Another problem with most new year’s resolutions is that they are temporary. They’re linked to the new year, and too many of these resolutions are declared without long-term thought, though it’s long-term goals and results that we are aiming for.
It’s Not About New Year’s
To be clear, I’m not altogether against new year’s resolutions. Nor, for that matter, am I against resolutions at any time of the year, on any eve, whether it’s December 31, March 8 or October 13. The date doesn’t matter.
Part of my issue with new year’s resolutions is that they are declaring and insisting that we will change because the calendar flips to another day.
But the day is arbitrary. The calendar is a construct, an invention by humans to measure the passage of time. The changing of one year to the next doesn’t demarcate any real extrinsic changes. It only means we have collectively decided that we will all agree that a new year has begun. Nothing more.
Setting Goals
When we make a new year’s resolution, we’re setting a goal to change personally in some way. That’s not easily done, as many a failed resolution might evidence. Making personal habit changes might start with an emotional mindset. But in order to be successful, at some point the endeavor requires a measure of practical thinking as well.
When you make a resolution, new year’s or otherwise, go ahead and start with the big, romantic declaration, “I’m going to lose weight,” “I’m going to cut down on drinking,” “I’m going to bench press 200 pounds.”
But follow it up by chunking it down and setting real, practical goals. If you’re planning to lose weight, great. Make that statement, then get real. Decide, first of all, how much weight you’re going to lose overall. Then how much you’re going to lose per week to reach that overarching goal. Now set a realistic time frame for when you will shed that weight.
Mark the ultimate weight-loss goal on the calendar, then work it backwards. Break it down further into one-week goals. Then decide each day how your goal will work into your life, what you will change to reach your short-term and long-term goals, and add as much detail as you can. Eat less than 2,000 calories a day? Increase your bench press weight by 10 pounds a week? Add 10 reps a week?

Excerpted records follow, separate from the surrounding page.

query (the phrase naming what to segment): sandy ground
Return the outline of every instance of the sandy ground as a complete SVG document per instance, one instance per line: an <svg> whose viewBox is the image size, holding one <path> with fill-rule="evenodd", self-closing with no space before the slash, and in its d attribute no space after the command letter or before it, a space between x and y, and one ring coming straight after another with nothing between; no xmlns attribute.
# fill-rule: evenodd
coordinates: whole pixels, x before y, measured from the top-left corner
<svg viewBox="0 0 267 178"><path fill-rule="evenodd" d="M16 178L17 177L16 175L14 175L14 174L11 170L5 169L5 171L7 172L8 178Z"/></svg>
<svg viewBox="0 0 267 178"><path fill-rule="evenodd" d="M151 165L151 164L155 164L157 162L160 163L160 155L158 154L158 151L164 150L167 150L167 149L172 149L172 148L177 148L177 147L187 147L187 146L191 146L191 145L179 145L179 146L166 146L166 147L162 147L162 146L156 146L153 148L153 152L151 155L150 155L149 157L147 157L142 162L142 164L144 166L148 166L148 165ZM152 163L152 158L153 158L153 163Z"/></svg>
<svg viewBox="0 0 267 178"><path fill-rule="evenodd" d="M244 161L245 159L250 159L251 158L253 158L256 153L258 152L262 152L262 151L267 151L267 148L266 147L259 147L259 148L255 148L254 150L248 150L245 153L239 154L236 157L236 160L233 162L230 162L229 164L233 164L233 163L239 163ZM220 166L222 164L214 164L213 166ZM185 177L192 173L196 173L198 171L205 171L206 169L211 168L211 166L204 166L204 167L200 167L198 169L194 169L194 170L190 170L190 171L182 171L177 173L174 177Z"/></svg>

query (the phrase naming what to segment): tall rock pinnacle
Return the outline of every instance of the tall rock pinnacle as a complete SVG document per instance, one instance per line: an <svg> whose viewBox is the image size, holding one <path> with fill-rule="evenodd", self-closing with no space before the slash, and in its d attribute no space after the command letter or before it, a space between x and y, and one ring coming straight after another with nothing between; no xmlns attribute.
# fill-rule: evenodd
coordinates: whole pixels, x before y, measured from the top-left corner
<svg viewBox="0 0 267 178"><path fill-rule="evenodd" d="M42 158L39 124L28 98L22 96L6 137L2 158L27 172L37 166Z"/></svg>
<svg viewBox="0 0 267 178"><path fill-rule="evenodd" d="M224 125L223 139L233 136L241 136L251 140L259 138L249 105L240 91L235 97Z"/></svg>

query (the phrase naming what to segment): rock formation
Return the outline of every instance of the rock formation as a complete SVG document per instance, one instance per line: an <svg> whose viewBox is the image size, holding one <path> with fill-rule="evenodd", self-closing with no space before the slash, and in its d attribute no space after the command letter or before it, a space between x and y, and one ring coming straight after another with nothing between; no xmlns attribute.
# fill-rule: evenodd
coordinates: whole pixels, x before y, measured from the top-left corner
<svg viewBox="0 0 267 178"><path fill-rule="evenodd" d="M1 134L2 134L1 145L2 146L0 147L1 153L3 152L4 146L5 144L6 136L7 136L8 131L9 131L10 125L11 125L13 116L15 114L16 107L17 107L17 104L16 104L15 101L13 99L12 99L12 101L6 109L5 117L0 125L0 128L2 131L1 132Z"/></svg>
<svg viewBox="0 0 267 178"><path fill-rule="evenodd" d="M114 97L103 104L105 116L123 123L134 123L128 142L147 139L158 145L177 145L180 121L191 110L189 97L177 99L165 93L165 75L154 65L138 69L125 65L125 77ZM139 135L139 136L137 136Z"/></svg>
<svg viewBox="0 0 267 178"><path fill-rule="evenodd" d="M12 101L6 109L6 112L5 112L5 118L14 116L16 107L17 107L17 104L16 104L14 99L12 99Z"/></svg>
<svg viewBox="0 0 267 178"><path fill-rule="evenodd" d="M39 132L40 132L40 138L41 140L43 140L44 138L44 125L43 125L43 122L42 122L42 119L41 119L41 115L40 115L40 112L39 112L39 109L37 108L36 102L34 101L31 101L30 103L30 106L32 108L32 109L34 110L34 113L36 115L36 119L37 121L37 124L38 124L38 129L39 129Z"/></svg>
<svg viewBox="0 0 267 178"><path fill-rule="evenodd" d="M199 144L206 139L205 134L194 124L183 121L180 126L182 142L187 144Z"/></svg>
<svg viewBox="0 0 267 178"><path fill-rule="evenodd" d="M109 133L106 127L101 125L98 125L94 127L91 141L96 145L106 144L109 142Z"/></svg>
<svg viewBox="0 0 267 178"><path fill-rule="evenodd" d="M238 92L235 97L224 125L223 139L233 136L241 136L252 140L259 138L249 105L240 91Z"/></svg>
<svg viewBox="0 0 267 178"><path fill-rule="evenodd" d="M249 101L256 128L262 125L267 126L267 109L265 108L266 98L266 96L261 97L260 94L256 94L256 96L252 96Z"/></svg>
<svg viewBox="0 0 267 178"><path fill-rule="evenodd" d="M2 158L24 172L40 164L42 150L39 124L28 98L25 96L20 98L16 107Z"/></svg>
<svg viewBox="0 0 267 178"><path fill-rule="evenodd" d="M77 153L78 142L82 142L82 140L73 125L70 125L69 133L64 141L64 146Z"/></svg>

Restrict yourself to no more than two cocktails a week?
When it comes to resolutions, more specificity equals a better chance for success.
And importantly, be aware when you make a resolution that you are deciding to make a permanent habit change. It’s not about reaching a weight-loss goal and then stopping and putting the weight back on. You wouldn’t decide to quit smoking as your goal and then start again once you’ve decided you’ve succeeded.
Rather, a resolution is about life change, about the way you want to become, for good. To do that, you need to make habitual changes to your daily routine, so that your goal becomes your new way of life. Ideally, after a while you don’t even think about it, it’s now who you are. A person who doesn’t smoke. A person who works out three times a week. A person who wears size 36 jeans. Whatever.
Go Ahead, Make That Resolution
It’s not about the new year.
Setting goals can be done any time on any day of the year. No need to wait for the new year to arrive. If you believe your goal is worth setting, then the time to start is now, today, whenever that happens to be. If you missed the new year and it’s a week into January, no problem. You didn’t miss an opportunity. If you find yourself wanting to set a goal a week before the new year, why wait?
And if it does happen to be December 31 when you decide to declare and set a big goal, that’s fine. Just, perhaps, don’t think of it as a new year’s resolution. It’s a goal you are setting to change your life, and you happen to be committing to it today, which happens to be December 31.
Or February 22. Or June 18. The date doesn’t matter. What matters is your commitment to your goal. So go ahead. Declare, resolve and get started.
The opportunity to make the resolution and act on it is today.